Closed auralarch closed 1 year ago
It looks like https://github.com/mvsoft74/BeatDrop might be a good tool to test with. It seems to be completely based on the opensource Milkdrop2 and does loopback capture as well.
I grabbed two presets at random (I swear, no bias) and compared them side by side with BeatDrop.
The results are drastically different.
11.milk Video: https://streamable.com/w0gif1 This type of preset is always in motion. They look different.
EoS - glowsticks v2 03 music shifter edit b (Jelly V2).milk Video: https://streamable.com/6g7bbz This preset relies entirely on music. To get a really honest comparison I paused my music, reset both (hard transitions to it in both apps) then resumed the music while recording. They look different.
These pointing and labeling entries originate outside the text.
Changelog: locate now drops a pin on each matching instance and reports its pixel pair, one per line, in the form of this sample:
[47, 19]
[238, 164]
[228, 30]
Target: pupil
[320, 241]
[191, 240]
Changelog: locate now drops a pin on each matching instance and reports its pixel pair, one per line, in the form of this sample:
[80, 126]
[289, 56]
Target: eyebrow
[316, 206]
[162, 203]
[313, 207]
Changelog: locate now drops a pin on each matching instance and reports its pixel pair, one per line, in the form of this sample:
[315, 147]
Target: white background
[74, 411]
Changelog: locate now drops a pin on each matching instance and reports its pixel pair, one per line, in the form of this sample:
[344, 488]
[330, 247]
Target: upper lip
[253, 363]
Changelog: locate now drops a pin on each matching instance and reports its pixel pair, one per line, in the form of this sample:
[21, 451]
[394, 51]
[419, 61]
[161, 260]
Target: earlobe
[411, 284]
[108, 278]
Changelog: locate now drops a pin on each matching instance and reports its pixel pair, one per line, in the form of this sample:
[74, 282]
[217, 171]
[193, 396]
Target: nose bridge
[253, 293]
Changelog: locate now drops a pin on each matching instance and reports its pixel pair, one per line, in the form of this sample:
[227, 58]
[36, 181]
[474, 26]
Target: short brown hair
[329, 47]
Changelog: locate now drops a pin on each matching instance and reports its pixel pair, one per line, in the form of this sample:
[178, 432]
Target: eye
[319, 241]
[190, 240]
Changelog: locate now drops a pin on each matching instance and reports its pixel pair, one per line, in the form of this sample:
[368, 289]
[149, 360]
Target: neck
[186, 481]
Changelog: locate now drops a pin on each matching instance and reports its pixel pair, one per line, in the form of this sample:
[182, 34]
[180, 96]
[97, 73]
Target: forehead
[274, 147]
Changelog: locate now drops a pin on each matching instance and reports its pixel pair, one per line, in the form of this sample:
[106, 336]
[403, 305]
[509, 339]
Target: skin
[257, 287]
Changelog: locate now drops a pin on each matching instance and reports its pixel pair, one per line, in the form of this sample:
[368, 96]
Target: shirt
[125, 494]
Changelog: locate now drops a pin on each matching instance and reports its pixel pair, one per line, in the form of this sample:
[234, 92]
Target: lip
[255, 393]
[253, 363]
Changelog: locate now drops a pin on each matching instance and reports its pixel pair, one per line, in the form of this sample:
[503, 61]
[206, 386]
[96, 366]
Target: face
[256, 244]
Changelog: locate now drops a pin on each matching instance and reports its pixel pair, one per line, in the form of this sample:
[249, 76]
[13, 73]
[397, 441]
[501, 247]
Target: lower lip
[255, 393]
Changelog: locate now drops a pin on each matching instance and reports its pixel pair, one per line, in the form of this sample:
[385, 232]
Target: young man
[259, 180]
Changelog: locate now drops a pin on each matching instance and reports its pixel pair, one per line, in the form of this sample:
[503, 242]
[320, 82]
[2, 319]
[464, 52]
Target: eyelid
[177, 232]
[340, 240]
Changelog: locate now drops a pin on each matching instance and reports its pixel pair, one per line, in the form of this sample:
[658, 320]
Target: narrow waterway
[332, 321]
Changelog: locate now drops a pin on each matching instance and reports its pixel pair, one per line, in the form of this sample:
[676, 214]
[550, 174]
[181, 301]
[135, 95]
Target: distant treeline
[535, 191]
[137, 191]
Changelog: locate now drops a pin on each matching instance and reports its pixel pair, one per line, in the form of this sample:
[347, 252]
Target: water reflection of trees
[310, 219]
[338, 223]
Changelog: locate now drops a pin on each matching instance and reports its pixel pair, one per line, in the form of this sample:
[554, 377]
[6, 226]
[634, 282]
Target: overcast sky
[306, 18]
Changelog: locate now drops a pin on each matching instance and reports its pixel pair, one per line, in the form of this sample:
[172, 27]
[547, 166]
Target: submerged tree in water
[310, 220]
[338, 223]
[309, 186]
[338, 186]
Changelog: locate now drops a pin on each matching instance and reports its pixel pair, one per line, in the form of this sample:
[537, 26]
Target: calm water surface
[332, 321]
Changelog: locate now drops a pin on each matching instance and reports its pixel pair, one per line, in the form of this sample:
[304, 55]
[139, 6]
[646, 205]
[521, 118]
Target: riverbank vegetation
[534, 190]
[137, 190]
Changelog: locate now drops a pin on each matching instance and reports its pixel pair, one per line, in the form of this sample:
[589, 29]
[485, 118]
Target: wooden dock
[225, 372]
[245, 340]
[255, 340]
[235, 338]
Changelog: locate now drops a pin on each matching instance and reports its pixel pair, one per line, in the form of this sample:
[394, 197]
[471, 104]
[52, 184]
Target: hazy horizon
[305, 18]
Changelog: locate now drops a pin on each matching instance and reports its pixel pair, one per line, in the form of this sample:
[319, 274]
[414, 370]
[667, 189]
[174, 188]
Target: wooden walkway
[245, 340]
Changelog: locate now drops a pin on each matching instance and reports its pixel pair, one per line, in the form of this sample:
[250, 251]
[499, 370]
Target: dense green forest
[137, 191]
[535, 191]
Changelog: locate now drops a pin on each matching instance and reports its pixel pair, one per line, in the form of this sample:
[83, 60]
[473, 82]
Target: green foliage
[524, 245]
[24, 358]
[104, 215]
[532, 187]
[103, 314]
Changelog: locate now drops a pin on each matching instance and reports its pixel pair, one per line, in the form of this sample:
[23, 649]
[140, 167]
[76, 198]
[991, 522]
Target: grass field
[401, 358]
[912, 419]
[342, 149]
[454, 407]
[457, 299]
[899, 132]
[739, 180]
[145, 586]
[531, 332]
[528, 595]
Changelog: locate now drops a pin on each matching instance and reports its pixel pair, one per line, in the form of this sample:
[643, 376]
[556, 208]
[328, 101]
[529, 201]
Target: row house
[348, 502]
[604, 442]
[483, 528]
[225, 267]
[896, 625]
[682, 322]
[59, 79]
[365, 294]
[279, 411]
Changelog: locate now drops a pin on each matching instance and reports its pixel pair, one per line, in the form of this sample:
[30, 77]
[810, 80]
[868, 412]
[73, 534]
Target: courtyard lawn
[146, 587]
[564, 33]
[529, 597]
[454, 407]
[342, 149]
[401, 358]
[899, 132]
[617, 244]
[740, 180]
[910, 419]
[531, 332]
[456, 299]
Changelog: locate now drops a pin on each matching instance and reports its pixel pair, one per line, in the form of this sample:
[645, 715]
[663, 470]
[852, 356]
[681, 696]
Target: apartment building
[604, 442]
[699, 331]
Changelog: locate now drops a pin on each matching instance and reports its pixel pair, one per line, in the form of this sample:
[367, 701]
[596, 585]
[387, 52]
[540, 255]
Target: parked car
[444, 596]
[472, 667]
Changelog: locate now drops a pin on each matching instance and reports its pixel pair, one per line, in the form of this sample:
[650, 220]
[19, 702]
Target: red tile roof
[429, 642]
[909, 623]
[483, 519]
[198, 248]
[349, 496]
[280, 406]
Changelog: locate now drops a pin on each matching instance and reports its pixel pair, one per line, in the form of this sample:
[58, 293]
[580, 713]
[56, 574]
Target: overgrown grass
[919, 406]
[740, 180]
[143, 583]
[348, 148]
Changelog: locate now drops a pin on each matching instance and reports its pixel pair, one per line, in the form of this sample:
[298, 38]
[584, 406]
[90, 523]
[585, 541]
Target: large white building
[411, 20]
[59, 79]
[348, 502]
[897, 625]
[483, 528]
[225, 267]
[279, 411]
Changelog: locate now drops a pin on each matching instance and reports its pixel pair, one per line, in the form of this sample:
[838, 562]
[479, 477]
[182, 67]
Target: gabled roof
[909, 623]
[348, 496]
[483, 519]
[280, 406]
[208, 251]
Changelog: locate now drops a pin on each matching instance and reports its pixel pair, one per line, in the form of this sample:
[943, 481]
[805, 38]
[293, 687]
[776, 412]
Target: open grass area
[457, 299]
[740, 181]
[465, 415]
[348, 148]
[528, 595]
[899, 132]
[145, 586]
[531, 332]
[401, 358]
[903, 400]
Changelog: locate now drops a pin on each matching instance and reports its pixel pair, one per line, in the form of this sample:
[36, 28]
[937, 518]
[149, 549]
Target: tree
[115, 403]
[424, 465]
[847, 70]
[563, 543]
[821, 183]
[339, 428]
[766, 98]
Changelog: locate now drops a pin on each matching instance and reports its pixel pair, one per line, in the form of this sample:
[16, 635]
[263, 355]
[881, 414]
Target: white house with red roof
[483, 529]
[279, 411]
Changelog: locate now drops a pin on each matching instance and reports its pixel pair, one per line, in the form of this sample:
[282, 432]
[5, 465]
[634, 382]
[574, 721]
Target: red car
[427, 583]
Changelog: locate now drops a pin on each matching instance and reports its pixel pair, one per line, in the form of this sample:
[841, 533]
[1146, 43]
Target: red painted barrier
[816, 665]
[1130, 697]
Very interesting! I think it'd be a great project to look into the milkdrop source and compare https://sourceforge.net/projects/milkdrop2/files/milkdrop2_v2.25c_OPEN_SOURCED_20130514_orig_code.zip/download
There's definitely a huge amount of differences between Milkdrop and projectM. I've already fixed some issues in my fork, it's not merged yet, but from what I've seen there are numerous issues (EDIT: items with :heavy_check_mark: are fixed and merged into in current master):
Issues affecting Milkdrop 1.x features:
Shader issues:
With the above linked PR, most of the shader issues we had in the pst should be fixed. There will be a few remaining problems left, some which we probably can't solve due to differences between HLSL and GLSL. Only a few presets should be affected, so fixing the preset files might be a good approach (won't work for user-provided presets though).
I'm just curious…
Has anyone experimented with doing side-by-side comparisons of presets?
One 'side' running the Milkdrop plugin in the final release of Winamp; the other 'side' running the sdl app on a Mac. Use the same audio source for both, ensure that an identical set of presets is installed on both (including any textures or other required extras), set both apps to select presets in alphabetical order, configure as many of the other settings as possible to the same options…
This seems like an interesting & fun way to check for anomalies. Compare performance; see if anything that may not be working or implemented in the same way; discover how much of various presets is tightly controlled by the music and the parameters of the preset, and how much is left to chance.